Bone scintigraphy is a sensitive imaging method to evaluate patients with suspected osteonecrosis. We assessed the diagnostic performance of combined bone single-photon emission computed tomography/computed tomography (SPECT/CT) (CBS) in patients with known rheumatic disease or other connective tissue disorders and clinical suspicion of osteonecrosis compared to magnetic resonance imaging (MRI).
This prospective diagnostic accuracy study included 70 patients with clinical suspicion of osteonecrosis in any bone who underwent a planar triple-phase bone scan along with a regional SPECT/CT (CBS) and regional MRI. MRI was considered the standard for diagnosing the sensitivity, specificity, predictive values, and accuracy of CBS. Cohen's kappa statistic of the agreement was also calculated.

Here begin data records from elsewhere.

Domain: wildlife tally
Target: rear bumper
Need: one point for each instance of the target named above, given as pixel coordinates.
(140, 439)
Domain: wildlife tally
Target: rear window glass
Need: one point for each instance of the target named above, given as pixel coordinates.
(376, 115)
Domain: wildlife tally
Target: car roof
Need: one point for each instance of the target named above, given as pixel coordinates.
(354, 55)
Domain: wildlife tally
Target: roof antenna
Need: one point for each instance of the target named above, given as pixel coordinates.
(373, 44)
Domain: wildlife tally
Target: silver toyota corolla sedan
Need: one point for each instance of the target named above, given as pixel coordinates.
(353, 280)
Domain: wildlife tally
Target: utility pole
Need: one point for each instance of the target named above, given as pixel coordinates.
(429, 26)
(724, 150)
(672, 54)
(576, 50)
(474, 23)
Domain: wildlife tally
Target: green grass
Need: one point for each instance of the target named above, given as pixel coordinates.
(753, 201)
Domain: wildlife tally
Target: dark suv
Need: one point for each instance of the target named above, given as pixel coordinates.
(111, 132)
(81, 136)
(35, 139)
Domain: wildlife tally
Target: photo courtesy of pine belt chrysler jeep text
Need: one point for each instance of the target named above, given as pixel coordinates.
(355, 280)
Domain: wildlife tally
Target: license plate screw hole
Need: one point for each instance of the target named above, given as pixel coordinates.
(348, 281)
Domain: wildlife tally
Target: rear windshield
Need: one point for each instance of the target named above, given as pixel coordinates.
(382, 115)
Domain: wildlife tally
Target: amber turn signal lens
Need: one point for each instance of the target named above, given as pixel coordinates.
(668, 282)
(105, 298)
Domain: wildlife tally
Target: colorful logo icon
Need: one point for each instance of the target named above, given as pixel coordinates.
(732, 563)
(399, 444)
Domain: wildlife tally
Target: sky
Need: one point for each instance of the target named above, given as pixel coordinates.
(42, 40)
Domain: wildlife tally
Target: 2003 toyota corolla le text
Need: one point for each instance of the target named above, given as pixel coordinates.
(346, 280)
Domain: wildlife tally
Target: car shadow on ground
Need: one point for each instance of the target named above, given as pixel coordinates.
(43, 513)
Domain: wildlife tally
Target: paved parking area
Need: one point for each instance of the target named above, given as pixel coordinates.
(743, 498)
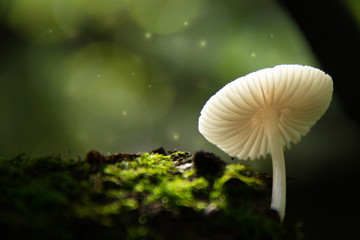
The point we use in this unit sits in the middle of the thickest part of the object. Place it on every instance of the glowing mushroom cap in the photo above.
(233, 119)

The distribution of the patients based on the joint regions suspected to have osteonecrosis is as follows: 21 hip, 43 knee, and six ankle. MRI detected osteonecrosis in 30/70 patients. CBS had a sensitivity of 100% (30/70 were detected) and a specificity of 97% (2/40 were false positive). Overall, there was good agreement between the two scans regarding the diagnosis of osteonecrosis (Cohen's kappa statistic = 0.94). In addition to the suspected sites, CBS detected osteonecrosis in 19 additional asymptomatic sites in 13 patients.
The study has demonstrated that CBS, which includes whole-body imaging and SPECT/CT, is highly sensitive in detecting osteonecrosis with accuracy comparable to regional MRI. Its inherent whole-body imaging technique enabled the detection of multifocal osteonecrosis. It can be used as an early investigating modality after routine plain radiography to establish the diagnosis.
骨闪烁扫描术是评估疑似骨坏死患者的一种敏感成像方法。我们评估了联合骨单光子发射计算机断层扫描/计算机断层扫描(SPECT/CT)(CBS)在已知风湿性疾病或其他结缔组织疾病且临床怀疑骨坏死患者中相对于磁共振成像(MRI)的诊断性能。
这项前瞻性诊断准确性研究纳入了70例临床怀疑任何骨骼存在骨坏死的患者,这些患者接受了平面三相骨扫描以及局部SPECT/CT(CBS)和局部MRI检查。MRI被视为诊断CBS的敏感性、特异性、预测值和准确性的标准。还计算了一致性的Cohen's kappa统计量。
根据疑似发生骨坏死的关节区域,患者分布如下:21例髋关节、43例膝关节和6例踝关节。MRI在30/70例患者中检测到骨坏死。CBS的敏感性为100%(检测到30/70例),特异性为97%(2/40例为假阳性)。总体而言,在骨坏死诊断方面,两次扫描之间具有良好的一致性(Cohen's kappa统计量 = 0.94)。除了疑似部位外,CBS在13例患者的另外19个无症状部位检测到骨坏死。
该研究表明,包括全身成像和SPECT/CT的CBS在检测骨坏死方面高度敏感,准确性与局部MRI相当。其固有的全身成像技术能够检测到多灶性骨坏死。它可在常规平片后用作早期检查手段以确立诊断。